Чтобы успокоиться, я съел сэндвич с беконом, а затем вышел из больницы в своем хирургическом костюме и пошел сквозь толпы людей, которые шли на работу к девяти. Это были обычные люди, которым не приходилось ломать грудные клетки, останавливать сердца или сообщать отчаявшимся родителям плохие новости вроде: «Операцию вашего ребенка снова пришлось отменить». Теперь передо мной возникла дилемма: стоило ли мне отказаться от маленькой девочки и послать за VIP-пациенткой, чтобы прооперировать ее митральный клапан? Та дама не голодала достаточно долго и не прошла медикаментозную подготовку, но после ее операции я хотя бы мог поехать в Кембридж и увидеться с дочерью, не беспокоясь о том, что покинул только что прооперированного младенца. Или ради родителей девочки мне все же стоило держаться за возможность получить койку?
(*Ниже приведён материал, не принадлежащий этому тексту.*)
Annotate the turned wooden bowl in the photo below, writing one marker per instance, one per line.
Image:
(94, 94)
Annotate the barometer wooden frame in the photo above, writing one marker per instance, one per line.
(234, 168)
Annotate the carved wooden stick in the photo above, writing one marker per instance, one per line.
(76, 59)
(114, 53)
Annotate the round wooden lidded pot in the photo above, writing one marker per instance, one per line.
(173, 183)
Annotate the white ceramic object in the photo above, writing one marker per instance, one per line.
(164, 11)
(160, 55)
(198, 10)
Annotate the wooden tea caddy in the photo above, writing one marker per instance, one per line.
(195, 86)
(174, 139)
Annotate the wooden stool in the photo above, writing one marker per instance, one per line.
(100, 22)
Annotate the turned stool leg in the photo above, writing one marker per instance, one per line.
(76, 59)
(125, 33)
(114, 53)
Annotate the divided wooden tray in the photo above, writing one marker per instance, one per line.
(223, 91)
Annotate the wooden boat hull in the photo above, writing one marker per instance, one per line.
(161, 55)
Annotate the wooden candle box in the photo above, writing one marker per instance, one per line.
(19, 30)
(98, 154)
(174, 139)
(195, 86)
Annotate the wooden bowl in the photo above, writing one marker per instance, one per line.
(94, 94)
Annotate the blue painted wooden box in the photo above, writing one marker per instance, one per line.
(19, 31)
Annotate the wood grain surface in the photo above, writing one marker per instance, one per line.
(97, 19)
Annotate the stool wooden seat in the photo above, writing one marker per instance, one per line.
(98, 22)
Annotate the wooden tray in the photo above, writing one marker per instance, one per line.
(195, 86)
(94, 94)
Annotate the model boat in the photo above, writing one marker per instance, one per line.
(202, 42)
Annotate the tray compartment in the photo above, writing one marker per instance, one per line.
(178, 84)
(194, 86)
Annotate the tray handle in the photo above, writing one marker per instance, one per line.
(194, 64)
Отвернувшись от пустых лиц и забыв о молчаливом принятии собственной беспомощности, я направился в радиологическое отделение. Специалисты, работавшие на компьютерном томографе, знали меня достаточно хорошо и испытали облегчение, поняв, что я не пытаюсь занять следующее окно в их расписании. Изображения поврежденного мозга ребенка слой за слоем появлялись на мониторе. Череп был разбит, как верхушка вареного яйца. В местах нахождения прозрачных озер спинномозговой жидкости образовались пустоты. Нейрохирург и врачи отделения интенсивной терапии в смятении качали головой. Операция ничего бы не решила. Кора головного мозга представляла собой кашу, а мозговой ствол выпячивался в основание черепа. Я был рад, что не вижу это несчастное сломанное тельце, спрятанное внутри томографа. Еще недавно эта девочка радостно направлялась в свою деревенскую школу, а сейчас парила между небом и землей. Ее мозг был уже мертв, поэтому я получил койку в отделении интенсивной терапии. То, что принесло облегчение одним родителям, стало безутешным горем для других.

Уверенным шагом вернувшись в операционный блок, я попросил сразу же послать за первой пациенткой. Медсестра-анестезист из агентства понятия не имела, кто я. Она восприняла мои слова в штыки и сказала, что они еще не знают, найдется ли свободная койка.

Хотя это было для меня нехарактерно, я потерял терпение и закричал на эту незнакомую мне женщину: «Я говорю вам, что чертова койка нашлась! А теперь займитесь подготовкой ребенка».

Медсестра замерла на пороге и окинула меня долгим суровым взглядом. Она взяла телефон и позвонила медсестре детского отделения интенсивной терапии. В тот момент я заволновался: их могли еще не предупредить, что пациентка с черепно-мозговой травмой не нуждается в аппарате искусственной вентиляции легких. Однако мне повезло. Полученный ответ дал обоснование моей вспышке гнева. Да, они могли принять пациента после операции на сердце.